Pour l’instant, ce programme de subvention s’applique pour les spectacles qui seront à l’horaire jusqu’au 31 mars et il est rétroactif au 1er octobre, précise M. Bourdelais. Ainsi, si un spectacle est annulé, le diffuseur, les producteurs et les artistes auront tous droit à une compensation, puis si un spectacle est tenu, une autre forme de compensation sera accordée pour pallier les ventes de billets limitées par les mesures de distanciation. L’objectif est de garder les gens du milieu culturel à l’emploi en cette période difficile.

« Ce programme-là vise à arrêter de toujours pousser le banc de neige vers l’avant. On va arrêter de reporter des spectacles dorénavant », ajoute-t-il.

Un travail colossal

Concocter une nouvelle programmation, c’est une chose. Convertir des représentations dont les billets avaient déjà été vendus en est une autre. Et c’est un travail colossal, affirme Jean-Sylvain Bourdelais.
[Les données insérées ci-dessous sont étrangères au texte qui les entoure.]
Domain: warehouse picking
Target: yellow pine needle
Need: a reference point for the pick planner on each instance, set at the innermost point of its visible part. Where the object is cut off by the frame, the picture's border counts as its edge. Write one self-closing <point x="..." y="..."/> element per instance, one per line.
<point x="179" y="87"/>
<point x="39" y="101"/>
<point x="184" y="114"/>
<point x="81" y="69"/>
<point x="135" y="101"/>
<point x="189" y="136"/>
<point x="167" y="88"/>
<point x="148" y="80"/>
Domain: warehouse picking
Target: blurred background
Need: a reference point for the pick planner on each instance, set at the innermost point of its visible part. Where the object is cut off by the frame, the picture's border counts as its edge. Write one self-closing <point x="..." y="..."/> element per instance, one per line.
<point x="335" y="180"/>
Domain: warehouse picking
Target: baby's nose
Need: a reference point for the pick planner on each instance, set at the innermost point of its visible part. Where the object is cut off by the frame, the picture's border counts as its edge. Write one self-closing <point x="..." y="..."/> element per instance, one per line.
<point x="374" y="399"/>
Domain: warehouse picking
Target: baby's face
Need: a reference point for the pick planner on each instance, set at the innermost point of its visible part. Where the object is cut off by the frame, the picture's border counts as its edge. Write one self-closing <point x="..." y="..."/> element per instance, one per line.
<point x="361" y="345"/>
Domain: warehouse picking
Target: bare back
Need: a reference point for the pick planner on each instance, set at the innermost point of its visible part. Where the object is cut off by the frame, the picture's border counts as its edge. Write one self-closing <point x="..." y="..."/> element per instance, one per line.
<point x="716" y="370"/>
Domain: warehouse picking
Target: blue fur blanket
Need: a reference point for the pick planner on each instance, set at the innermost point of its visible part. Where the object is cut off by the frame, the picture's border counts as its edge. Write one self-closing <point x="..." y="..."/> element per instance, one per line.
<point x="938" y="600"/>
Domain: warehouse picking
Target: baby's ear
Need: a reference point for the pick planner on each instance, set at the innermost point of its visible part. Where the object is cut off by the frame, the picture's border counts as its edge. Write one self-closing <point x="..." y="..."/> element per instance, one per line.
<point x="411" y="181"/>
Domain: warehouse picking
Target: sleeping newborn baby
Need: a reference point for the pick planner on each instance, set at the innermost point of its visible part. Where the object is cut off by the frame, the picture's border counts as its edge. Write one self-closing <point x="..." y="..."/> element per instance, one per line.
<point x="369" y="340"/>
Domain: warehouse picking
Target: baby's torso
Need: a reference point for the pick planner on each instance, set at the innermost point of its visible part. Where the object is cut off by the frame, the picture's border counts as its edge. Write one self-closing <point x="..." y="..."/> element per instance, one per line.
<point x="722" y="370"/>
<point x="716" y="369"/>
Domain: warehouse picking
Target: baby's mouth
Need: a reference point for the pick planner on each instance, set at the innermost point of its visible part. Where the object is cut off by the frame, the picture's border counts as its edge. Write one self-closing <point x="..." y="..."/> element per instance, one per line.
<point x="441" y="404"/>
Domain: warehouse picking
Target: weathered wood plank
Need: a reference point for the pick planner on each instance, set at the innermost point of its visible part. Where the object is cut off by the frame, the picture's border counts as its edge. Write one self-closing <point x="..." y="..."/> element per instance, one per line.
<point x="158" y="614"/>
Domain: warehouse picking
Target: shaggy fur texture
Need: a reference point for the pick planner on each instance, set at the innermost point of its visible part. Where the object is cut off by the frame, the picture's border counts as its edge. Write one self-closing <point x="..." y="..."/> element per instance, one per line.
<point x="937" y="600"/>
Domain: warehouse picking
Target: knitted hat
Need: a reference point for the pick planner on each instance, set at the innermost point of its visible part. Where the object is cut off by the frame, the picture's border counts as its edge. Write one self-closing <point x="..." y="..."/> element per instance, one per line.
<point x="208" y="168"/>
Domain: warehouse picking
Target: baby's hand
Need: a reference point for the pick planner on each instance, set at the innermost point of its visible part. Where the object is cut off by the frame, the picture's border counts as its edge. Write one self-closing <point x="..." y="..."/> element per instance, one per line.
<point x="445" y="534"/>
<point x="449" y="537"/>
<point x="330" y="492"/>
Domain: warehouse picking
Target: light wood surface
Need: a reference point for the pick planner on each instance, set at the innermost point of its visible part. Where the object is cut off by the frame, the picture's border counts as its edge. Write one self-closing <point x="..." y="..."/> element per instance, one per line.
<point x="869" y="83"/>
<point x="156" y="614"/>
Au total, les 29 spectacles qui figuraient déjà à l’horaire du Centre des arts Juliette-Lassonde se sont transformés en 44 représentations. Certains spectacles ont pu être convertis plus facilement pour faire respecter la distanciation, mais pour ceux qui affichaient complet (ou presque), la logistique a été un peu plus complexe. Des spectacles ont dû être scindés en deux représentations, parfois tenues dans une même journée lorsque c’est la fin de semaine, d’autres fois étalées sur deux soirs.

« Ça fait longtemps que l’idée est là [de convertir en formule distanciation des spectacles qui étaient déjà en vente], mais on avait un peu de résistance parce que c’est un travail inimaginable pour le personnel de la billetterie. C’est un exercice laborieux », souligne M. Bourdelais.

Si la majorité des clients se sont montrés compréhensifs, certains ont affiché plus de réticence parce qu’il ne leur était plus possible d’être assis aux sièges qu’ils avaient sélectionnés préalablement.

Malgré ces conversions, quelques spectacles déjà prévus en début d’année ont malgré tout été reportés.

Quelques artistes, pour des raisons de santé, ne pouvaient pas se permettre de faire des spectacles dans le contexte actuel. D’autres ont carrément choisi de reporter d’un an leurs spectacles parce qu’ils préféraient attendre le retour à la normale, devant des salles pleines, plutôt que de jouer devant un public limité à 250 personnes.